File Polling Port - Cluster aware?

Hi,

I have a query regarding the File Polling Ports in webMethods (version 9.0 on windows in this example)

I am polling a directory via a UNC path for files. Once a file arrives, IS picks it up and sends it via HTTP to a cloud SaaS app.

In a single IS environment it works fine.
In a clustered IS (x 2) environment it works fine IF there is only one file at at time.

If there are multiple files dumped into the monitoring directory, and I have a clustered IS environment, this is where I run into trouble. The Saas provider will only accept one request at a time. The requests take about 12 seconds to complete.

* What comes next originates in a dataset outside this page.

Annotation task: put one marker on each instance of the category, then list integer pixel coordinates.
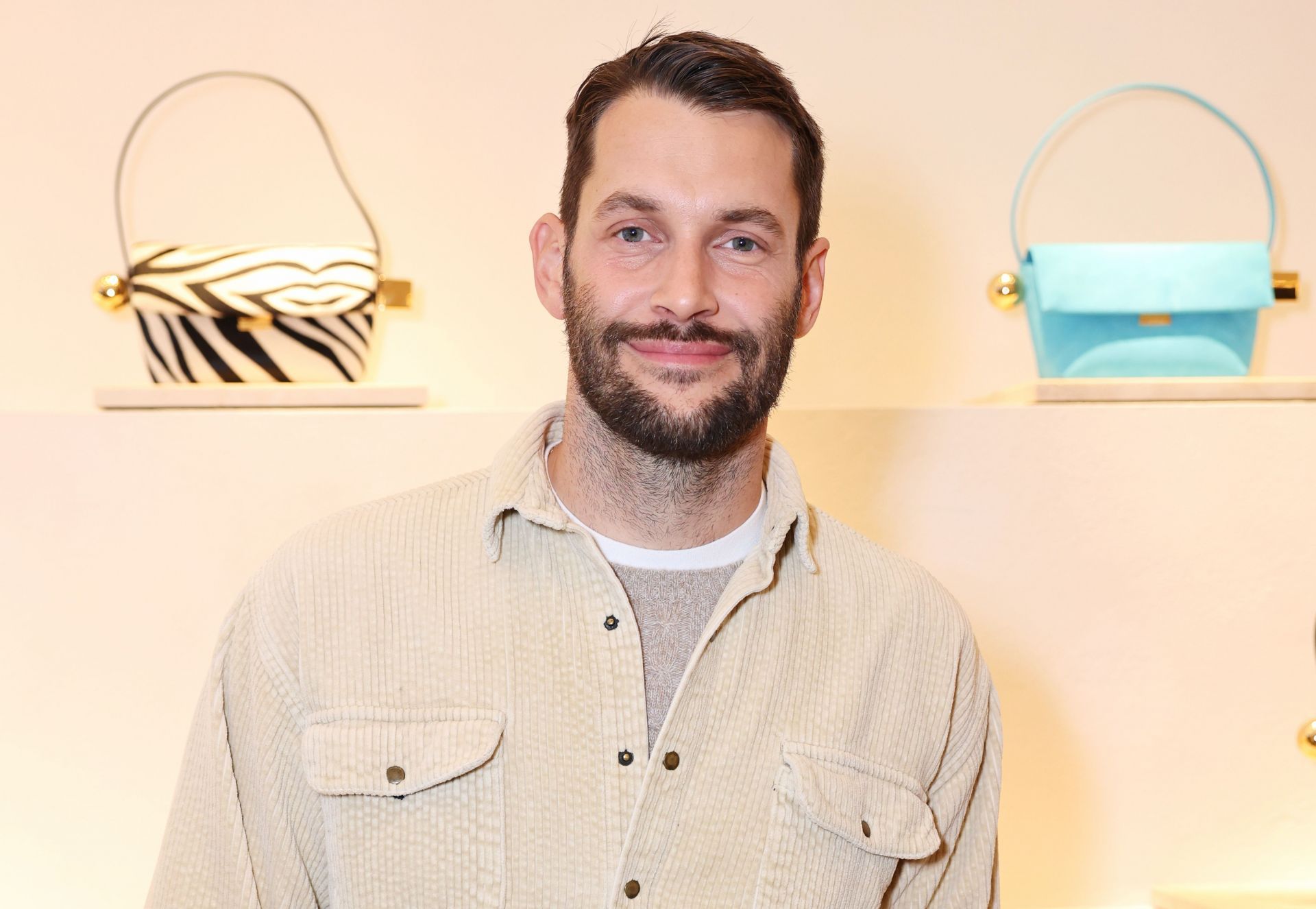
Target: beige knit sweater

Just say there are 3 files dumped: File1.csv File2.csv & File3.csv

Node 1 picks up File1.csv at 15:00:00 = processed and sent OK
Node 2 picks up File2.csv at 15:00:05 = process will fail, as File1 is still being sent and the SaaS provider will reject the second request until the first is complete.
If File2.csv errors within 60 seconds, then File3 will be sent ok.

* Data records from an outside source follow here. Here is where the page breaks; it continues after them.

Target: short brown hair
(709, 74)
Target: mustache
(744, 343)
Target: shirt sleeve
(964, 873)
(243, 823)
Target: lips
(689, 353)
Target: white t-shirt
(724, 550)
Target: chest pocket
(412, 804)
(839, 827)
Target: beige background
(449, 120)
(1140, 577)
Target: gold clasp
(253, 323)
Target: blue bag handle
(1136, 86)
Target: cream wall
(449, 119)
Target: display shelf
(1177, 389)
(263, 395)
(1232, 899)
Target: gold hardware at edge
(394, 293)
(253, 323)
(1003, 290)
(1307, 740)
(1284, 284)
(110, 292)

I have configured the port with (see image for all details):

Enable Clustering Yes
Number of files to process per Interval (optional) 1
Maximum Number of Invocation Threads 1

I was hoping that IS would be smart enough to be cluster-aware and only ONE node would pick up ONE file every 60 seconds. But instead, it appears EACH node operated independently from each other. They pick up files at different times too, so the schedules are not in sync either.

Is this a bug / undocumented feature? I’ve scoured the web looking for clues but can’t find anything useful.

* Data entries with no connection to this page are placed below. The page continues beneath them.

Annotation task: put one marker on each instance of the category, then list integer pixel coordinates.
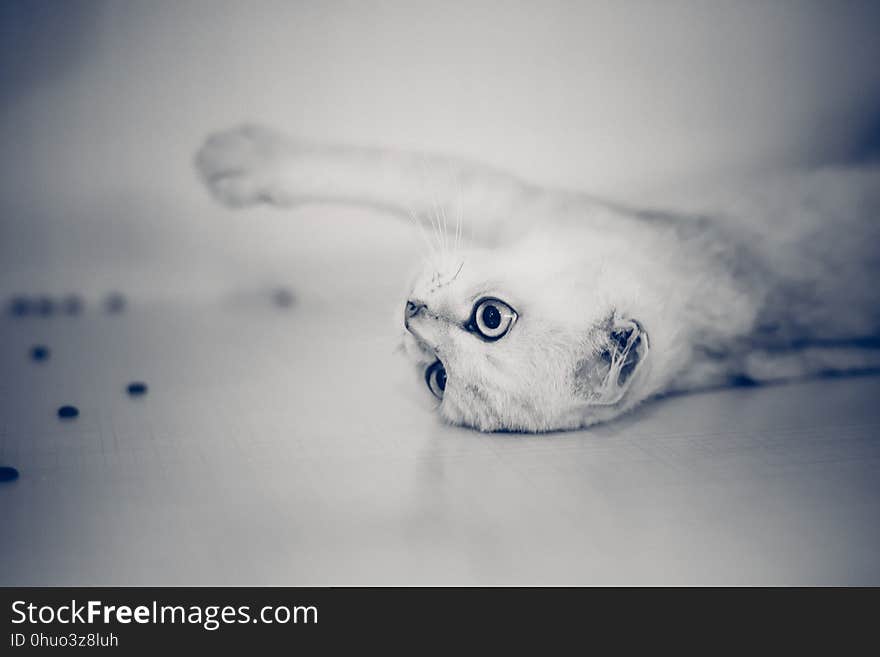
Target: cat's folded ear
(617, 352)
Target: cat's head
(529, 339)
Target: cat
(561, 310)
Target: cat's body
(569, 311)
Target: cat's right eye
(435, 377)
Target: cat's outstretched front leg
(252, 164)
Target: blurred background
(276, 444)
(102, 105)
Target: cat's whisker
(422, 233)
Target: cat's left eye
(491, 319)
(435, 377)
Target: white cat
(567, 311)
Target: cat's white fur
(783, 290)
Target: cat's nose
(412, 309)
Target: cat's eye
(435, 377)
(491, 319)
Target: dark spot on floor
(39, 352)
(68, 412)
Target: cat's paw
(245, 165)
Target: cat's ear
(617, 353)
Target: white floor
(290, 446)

Hoping one of the geniuses out there can give me a hint!

Many thanks in advance.

Steve

Looks interesting and strange. Are you sure the file polling interval is same on two nodes. Please confirm.

My two cents:

  • The file polling port configurations must be identical on two IS nodes (say monitoring directory, enable clustering=yes, processing service and other details)
  • As per the doc it says "In a cluster of Integration Servers or non-clustered group of Integration Servers, file polling works much the same way as it does on an individual Integration Server. The only difference is that more than one Integration Server polls the monitoring directory. Once an Integration Server in a group retrieves a file from the monitoring directory, the file is not available to other Integration Servers in the group.

But unfortunately this is not case here, If it is the case, I assume you must try scheduler task or other custom solution. Let me know your comments. And also I would suggest to consult SAG experts on this.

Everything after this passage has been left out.